The epidemic of Aids among heterosexuals of which we were once warned by public health officials is now almost as forgotten as the global freezing of which the environmentalists in the 1970s also warned us. Only in Africa has Aids spread through the general population, reducing the already low life expectancies of several countries still further.
The African exception has long puzzled doctors. Why should Africa be the exception? Various theories have been put forward, from general malnutrition to the prevalence of other sexually transmitted diseases that facilitate the entry of the virus into the body and the polio immunisation experiments conducted in the 1950s in the Congo.
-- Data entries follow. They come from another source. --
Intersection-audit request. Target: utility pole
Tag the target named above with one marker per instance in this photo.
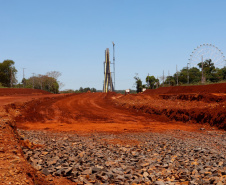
(177, 75)
(23, 78)
(114, 61)
(157, 86)
(11, 79)
(169, 77)
(148, 81)
(187, 73)
(33, 80)
(163, 78)
(202, 71)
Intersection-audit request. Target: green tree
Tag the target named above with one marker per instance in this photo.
(138, 83)
(194, 75)
(182, 76)
(43, 82)
(209, 71)
(8, 73)
(151, 82)
(170, 80)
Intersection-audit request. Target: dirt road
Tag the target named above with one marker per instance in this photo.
(178, 112)
(91, 112)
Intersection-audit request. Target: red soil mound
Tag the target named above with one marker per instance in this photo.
(212, 88)
(14, 91)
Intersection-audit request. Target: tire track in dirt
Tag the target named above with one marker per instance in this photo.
(90, 112)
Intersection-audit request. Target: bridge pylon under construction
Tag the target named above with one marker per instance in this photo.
(108, 83)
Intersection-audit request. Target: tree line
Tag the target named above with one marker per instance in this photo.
(47, 82)
(206, 72)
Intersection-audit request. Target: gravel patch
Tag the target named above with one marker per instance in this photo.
(173, 157)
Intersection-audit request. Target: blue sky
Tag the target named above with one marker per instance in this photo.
(71, 36)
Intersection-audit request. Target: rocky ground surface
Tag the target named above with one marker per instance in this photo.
(173, 157)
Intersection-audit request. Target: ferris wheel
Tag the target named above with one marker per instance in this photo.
(206, 52)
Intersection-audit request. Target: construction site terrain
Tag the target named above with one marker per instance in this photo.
(169, 135)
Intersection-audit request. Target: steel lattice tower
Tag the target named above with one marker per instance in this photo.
(108, 84)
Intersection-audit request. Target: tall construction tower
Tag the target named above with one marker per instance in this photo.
(108, 84)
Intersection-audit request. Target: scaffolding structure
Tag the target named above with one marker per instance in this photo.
(108, 83)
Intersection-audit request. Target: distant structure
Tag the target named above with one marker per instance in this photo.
(108, 83)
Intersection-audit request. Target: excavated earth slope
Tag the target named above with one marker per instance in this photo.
(163, 136)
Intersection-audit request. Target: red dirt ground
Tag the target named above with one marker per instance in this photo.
(186, 108)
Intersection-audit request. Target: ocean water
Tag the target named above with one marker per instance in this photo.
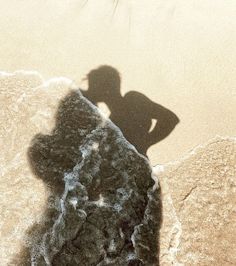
(62, 162)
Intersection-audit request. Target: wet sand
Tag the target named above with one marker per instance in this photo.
(179, 54)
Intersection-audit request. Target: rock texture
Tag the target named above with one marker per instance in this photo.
(101, 204)
(199, 213)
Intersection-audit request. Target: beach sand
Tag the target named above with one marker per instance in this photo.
(180, 54)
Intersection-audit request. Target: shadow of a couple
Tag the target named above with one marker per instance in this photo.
(133, 113)
(51, 156)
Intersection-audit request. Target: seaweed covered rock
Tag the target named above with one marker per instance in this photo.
(104, 207)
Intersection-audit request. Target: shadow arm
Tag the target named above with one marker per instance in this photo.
(166, 122)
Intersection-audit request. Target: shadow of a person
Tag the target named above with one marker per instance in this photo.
(101, 198)
(133, 113)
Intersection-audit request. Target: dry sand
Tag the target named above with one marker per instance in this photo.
(180, 54)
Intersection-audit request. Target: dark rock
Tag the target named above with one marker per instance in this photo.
(104, 206)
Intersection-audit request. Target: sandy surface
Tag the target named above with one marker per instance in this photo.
(180, 54)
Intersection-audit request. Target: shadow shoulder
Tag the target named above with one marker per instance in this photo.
(137, 96)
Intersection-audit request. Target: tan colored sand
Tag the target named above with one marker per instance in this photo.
(199, 197)
(180, 54)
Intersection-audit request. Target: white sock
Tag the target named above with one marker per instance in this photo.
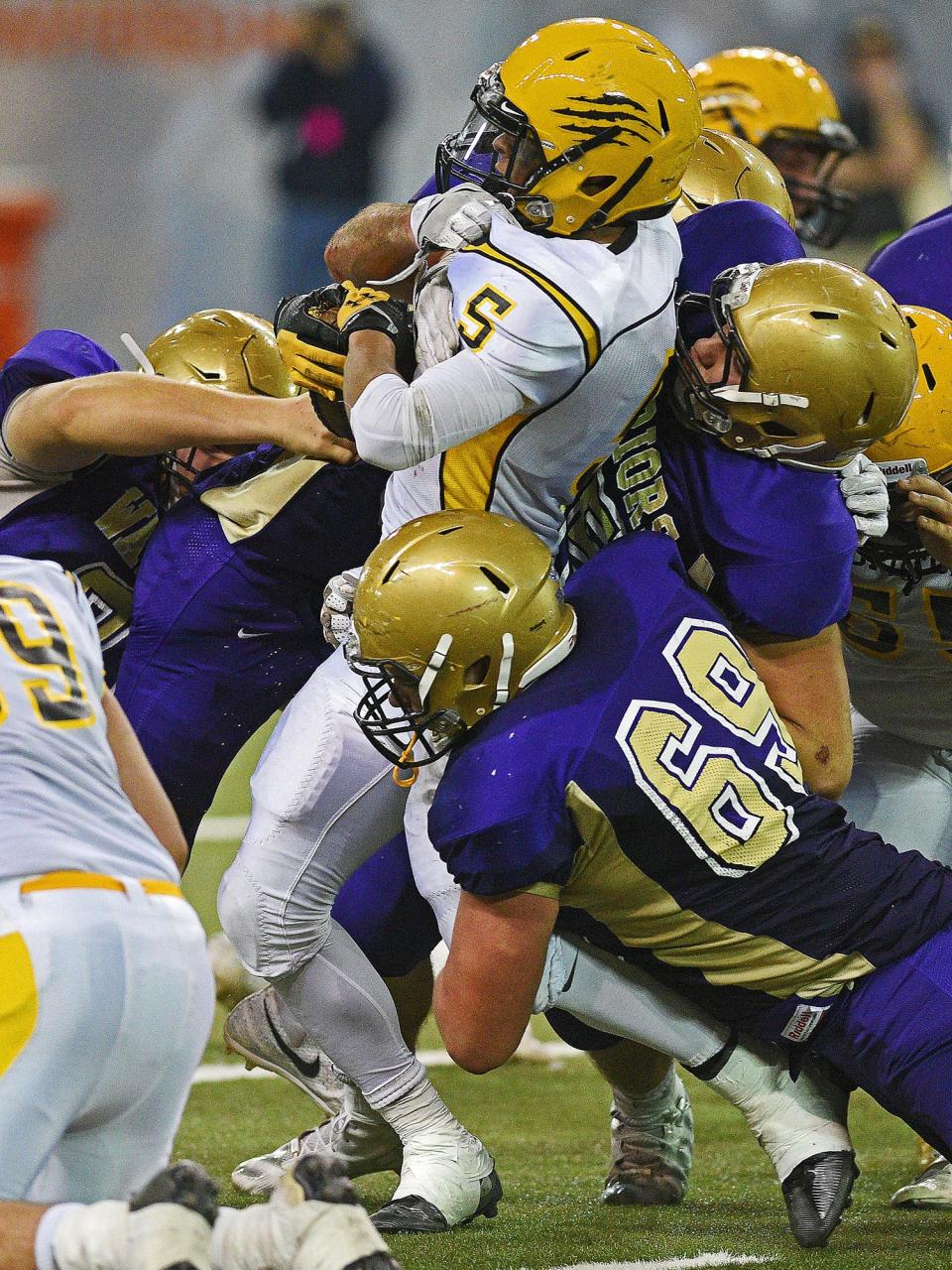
(420, 1110)
(642, 1105)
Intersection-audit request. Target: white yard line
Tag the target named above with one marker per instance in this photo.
(211, 1074)
(701, 1262)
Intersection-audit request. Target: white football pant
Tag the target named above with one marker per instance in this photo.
(105, 1005)
(322, 802)
(901, 790)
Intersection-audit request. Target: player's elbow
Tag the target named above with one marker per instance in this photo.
(475, 1053)
(829, 772)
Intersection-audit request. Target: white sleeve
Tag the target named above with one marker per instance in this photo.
(399, 425)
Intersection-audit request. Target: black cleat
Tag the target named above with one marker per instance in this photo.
(817, 1194)
(189, 1187)
(411, 1214)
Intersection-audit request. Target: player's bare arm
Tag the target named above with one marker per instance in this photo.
(483, 998)
(806, 683)
(60, 427)
(140, 783)
(933, 516)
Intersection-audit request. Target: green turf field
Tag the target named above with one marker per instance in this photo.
(548, 1129)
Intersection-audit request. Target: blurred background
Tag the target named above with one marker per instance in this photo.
(154, 151)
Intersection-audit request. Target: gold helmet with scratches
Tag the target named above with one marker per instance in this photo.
(453, 615)
(825, 358)
(774, 100)
(222, 348)
(724, 168)
(602, 114)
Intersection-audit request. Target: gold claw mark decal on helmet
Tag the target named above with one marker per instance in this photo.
(588, 123)
(817, 363)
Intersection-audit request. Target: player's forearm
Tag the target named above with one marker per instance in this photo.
(141, 785)
(398, 425)
(377, 243)
(806, 683)
(60, 427)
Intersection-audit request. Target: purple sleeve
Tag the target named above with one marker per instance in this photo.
(498, 822)
(53, 356)
(779, 539)
(729, 234)
(916, 267)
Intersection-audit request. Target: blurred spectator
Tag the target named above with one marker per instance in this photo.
(895, 130)
(331, 91)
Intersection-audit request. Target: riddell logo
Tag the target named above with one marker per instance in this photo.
(802, 1023)
(900, 468)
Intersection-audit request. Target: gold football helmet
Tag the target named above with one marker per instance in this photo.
(784, 107)
(825, 358)
(453, 615)
(588, 123)
(222, 348)
(920, 444)
(724, 168)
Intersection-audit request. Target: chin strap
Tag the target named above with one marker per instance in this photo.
(405, 781)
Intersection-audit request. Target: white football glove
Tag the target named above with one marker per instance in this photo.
(291, 1232)
(435, 334)
(452, 220)
(338, 607)
(866, 494)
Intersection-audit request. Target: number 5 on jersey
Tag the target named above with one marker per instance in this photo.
(476, 322)
(35, 636)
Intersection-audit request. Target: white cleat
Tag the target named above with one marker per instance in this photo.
(253, 1029)
(930, 1189)
(447, 1180)
(357, 1138)
(802, 1127)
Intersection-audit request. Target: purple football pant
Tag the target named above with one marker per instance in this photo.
(892, 1035)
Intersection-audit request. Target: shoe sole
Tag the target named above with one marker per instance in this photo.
(253, 1061)
(414, 1215)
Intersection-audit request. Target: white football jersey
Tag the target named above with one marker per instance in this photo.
(61, 804)
(898, 654)
(583, 331)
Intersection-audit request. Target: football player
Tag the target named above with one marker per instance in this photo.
(711, 240)
(223, 627)
(567, 318)
(897, 636)
(785, 108)
(98, 940)
(644, 794)
(79, 479)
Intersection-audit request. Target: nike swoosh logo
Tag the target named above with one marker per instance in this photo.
(571, 973)
(308, 1070)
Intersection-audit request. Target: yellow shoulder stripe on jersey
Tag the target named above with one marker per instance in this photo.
(576, 316)
(642, 913)
(467, 471)
(18, 998)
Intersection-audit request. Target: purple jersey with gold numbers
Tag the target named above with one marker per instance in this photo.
(648, 784)
(95, 522)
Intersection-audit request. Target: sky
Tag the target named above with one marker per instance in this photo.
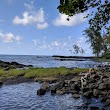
(35, 27)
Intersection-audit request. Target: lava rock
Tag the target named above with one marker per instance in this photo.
(41, 92)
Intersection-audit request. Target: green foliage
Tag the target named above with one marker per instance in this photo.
(2, 72)
(78, 49)
(100, 14)
(40, 72)
(14, 72)
(106, 55)
(99, 19)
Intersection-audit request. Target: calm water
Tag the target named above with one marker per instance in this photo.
(47, 61)
(24, 97)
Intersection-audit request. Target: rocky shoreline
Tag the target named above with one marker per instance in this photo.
(98, 84)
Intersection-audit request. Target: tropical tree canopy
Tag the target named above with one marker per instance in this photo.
(99, 16)
(99, 21)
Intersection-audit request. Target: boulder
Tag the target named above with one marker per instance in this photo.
(60, 92)
(45, 86)
(1, 83)
(94, 108)
(102, 86)
(41, 92)
(75, 87)
(96, 93)
(76, 96)
(53, 90)
(107, 102)
(88, 94)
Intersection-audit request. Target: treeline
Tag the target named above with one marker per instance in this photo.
(98, 32)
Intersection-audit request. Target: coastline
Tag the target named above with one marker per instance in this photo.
(66, 80)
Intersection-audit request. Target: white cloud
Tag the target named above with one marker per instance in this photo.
(77, 19)
(56, 43)
(31, 16)
(42, 25)
(10, 1)
(9, 37)
(35, 42)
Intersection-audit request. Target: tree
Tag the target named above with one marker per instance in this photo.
(99, 16)
(99, 19)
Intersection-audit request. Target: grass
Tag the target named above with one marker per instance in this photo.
(40, 72)
(51, 72)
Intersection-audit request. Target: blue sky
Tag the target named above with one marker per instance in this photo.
(35, 27)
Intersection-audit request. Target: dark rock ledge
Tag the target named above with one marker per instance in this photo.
(98, 86)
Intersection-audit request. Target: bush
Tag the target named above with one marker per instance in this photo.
(106, 55)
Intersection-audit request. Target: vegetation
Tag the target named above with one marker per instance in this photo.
(40, 72)
(98, 32)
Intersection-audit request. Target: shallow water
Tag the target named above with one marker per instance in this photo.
(24, 97)
(48, 61)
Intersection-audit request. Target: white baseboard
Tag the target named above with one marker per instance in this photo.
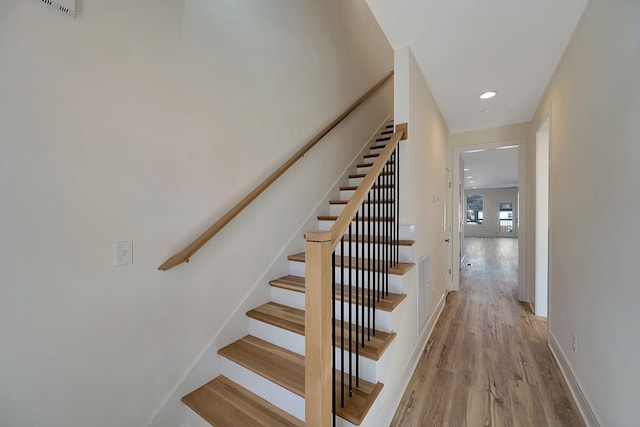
(412, 363)
(588, 416)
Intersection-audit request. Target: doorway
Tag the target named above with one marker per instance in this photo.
(518, 208)
(540, 302)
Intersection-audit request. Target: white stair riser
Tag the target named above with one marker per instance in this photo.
(385, 194)
(295, 342)
(406, 231)
(268, 390)
(377, 229)
(405, 253)
(377, 209)
(357, 181)
(296, 268)
(296, 300)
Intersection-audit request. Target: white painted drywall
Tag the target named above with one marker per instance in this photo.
(502, 136)
(594, 194)
(423, 158)
(146, 121)
(489, 226)
(539, 298)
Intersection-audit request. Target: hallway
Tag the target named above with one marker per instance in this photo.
(487, 362)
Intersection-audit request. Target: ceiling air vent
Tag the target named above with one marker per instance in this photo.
(66, 7)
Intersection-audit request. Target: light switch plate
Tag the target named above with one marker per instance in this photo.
(123, 253)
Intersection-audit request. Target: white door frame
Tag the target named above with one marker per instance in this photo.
(521, 224)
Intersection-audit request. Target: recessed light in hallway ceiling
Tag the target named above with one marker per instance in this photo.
(488, 94)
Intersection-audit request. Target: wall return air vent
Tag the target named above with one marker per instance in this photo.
(66, 7)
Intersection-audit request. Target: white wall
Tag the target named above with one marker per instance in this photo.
(492, 196)
(594, 103)
(423, 159)
(146, 121)
(516, 134)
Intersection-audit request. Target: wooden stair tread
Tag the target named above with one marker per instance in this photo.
(362, 175)
(286, 369)
(367, 239)
(272, 362)
(355, 187)
(399, 268)
(365, 219)
(365, 202)
(292, 319)
(297, 284)
(223, 403)
(368, 165)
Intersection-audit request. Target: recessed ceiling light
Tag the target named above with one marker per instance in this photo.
(488, 94)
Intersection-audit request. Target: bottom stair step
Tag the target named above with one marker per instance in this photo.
(286, 369)
(223, 403)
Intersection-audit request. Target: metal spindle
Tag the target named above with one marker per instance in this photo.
(397, 201)
(333, 336)
(342, 323)
(356, 306)
(378, 281)
(369, 260)
(350, 319)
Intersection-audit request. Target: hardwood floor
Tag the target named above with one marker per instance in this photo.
(487, 362)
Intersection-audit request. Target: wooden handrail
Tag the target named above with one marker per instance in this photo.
(185, 254)
(349, 211)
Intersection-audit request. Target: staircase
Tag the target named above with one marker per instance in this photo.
(264, 371)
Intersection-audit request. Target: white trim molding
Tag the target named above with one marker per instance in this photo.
(588, 416)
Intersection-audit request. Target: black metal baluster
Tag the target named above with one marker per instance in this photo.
(392, 205)
(397, 171)
(342, 322)
(379, 247)
(333, 335)
(388, 231)
(371, 250)
(356, 289)
(350, 311)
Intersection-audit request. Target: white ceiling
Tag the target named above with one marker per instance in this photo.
(465, 47)
(495, 168)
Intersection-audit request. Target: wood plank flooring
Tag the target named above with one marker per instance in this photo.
(487, 362)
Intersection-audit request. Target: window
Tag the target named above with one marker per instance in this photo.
(505, 217)
(475, 205)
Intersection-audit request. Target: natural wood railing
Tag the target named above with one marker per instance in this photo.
(185, 254)
(319, 249)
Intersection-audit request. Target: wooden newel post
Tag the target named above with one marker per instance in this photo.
(318, 329)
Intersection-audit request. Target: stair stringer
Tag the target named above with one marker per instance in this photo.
(173, 412)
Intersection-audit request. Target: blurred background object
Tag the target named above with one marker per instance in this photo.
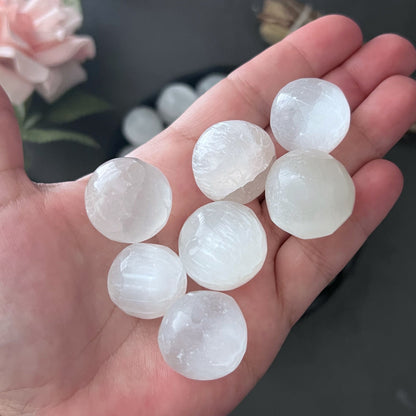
(356, 353)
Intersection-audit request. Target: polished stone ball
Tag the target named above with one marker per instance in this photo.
(309, 194)
(128, 200)
(208, 82)
(222, 245)
(203, 336)
(231, 160)
(174, 100)
(310, 113)
(146, 279)
(141, 124)
(125, 150)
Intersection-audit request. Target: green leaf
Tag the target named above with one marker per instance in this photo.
(47, 136)
(75, 105)
(76, 4)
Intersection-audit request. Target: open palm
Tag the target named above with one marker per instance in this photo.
(65, 349)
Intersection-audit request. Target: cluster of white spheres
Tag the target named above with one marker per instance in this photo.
(142, 123)
(174, 100)
(222, 245)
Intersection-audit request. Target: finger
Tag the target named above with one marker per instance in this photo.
(248, 92)
(380, 58)
(11, 155)
(305, 267)
(379, 122)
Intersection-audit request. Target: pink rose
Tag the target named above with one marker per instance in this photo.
(38, 50)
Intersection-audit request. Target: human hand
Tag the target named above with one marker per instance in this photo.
(65, 349)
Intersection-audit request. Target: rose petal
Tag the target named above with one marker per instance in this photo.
(60, 80)
(74, 47)
(8, 36)
(16, 87)
(26, 67)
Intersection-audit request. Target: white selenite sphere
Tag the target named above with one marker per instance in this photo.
(203, 336)
(146, 279)
(310, 113)
(207, 82)
(222, 245)
(124, 151)
(128, 200)
(231, 161)
(141, 124)
(309, 193)
(174, 100)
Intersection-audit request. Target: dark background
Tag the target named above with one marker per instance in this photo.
(355, 355)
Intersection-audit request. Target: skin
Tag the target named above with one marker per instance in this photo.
(65, 349)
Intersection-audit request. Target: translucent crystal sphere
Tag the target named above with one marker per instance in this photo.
(146, 279)
(310, 113)
(174, 100)
(128, 200)
(125, 150)
(203, 336)
(207, 82)
(231, 160)
(222, 245)
(309, 193)
(141, 124)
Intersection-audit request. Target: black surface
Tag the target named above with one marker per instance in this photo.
(355, 355)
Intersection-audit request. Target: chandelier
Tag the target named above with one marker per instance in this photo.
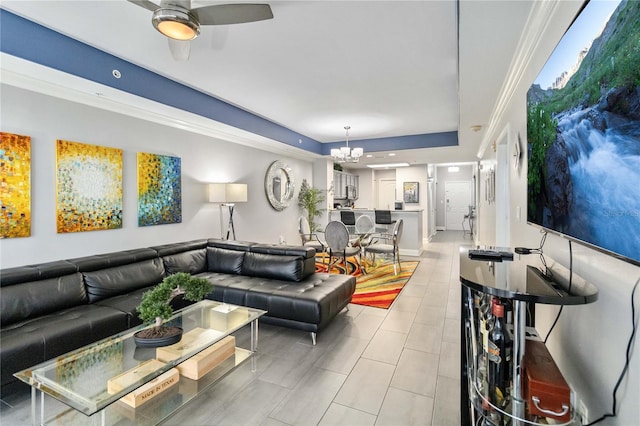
(345, 154)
According to the author of this book, the main explanation lies elsewhere, in the pattern of African sexual relations. Contrary to received myths, the Africans are not particularly promiscuous, having no more sexual partners during their lifetime than people on other continents; but they do often maintain several long-term sexual relationships at the same time. This pattern is particularly propitious for the spread of the virus through the population.
The theory is supported by the experience of the first country that has had considerable success in arresting and even reversing the prevalence of the disease, Uganda. There, unlike in many other African countries, the government did not try to deny the seriousness of the situation, revealed to British and American readers by a pioneering book by Ed Hooper. The epidemic was discussed openly, and the government instituted a campaign against the very pattern of sexual relationships that the author says spread the disease.
The evidence is not conclusive, and the author, who has spent many years in the field, does not claim that it is; but the success of Uganda, with its ‘no grazing’ campaign, is nevertheless in marked contrast with the failure of other countries, notably South Africa.
There the president, Thabo Mbeki, has set his mind against the viral nature of the disease, and this has had a very harmful effect upon Aids policy. With the fervour of an autodidact, and having undergone something like a conversion experience, he has accepted the theories of Aids ‘dissidents’ who deny that HIV is the cause of Aids. It is probable that he incorporates the viral theory into his conspiratorial and resentful mindset, regarding it as yet another insult to the dignity of Africans.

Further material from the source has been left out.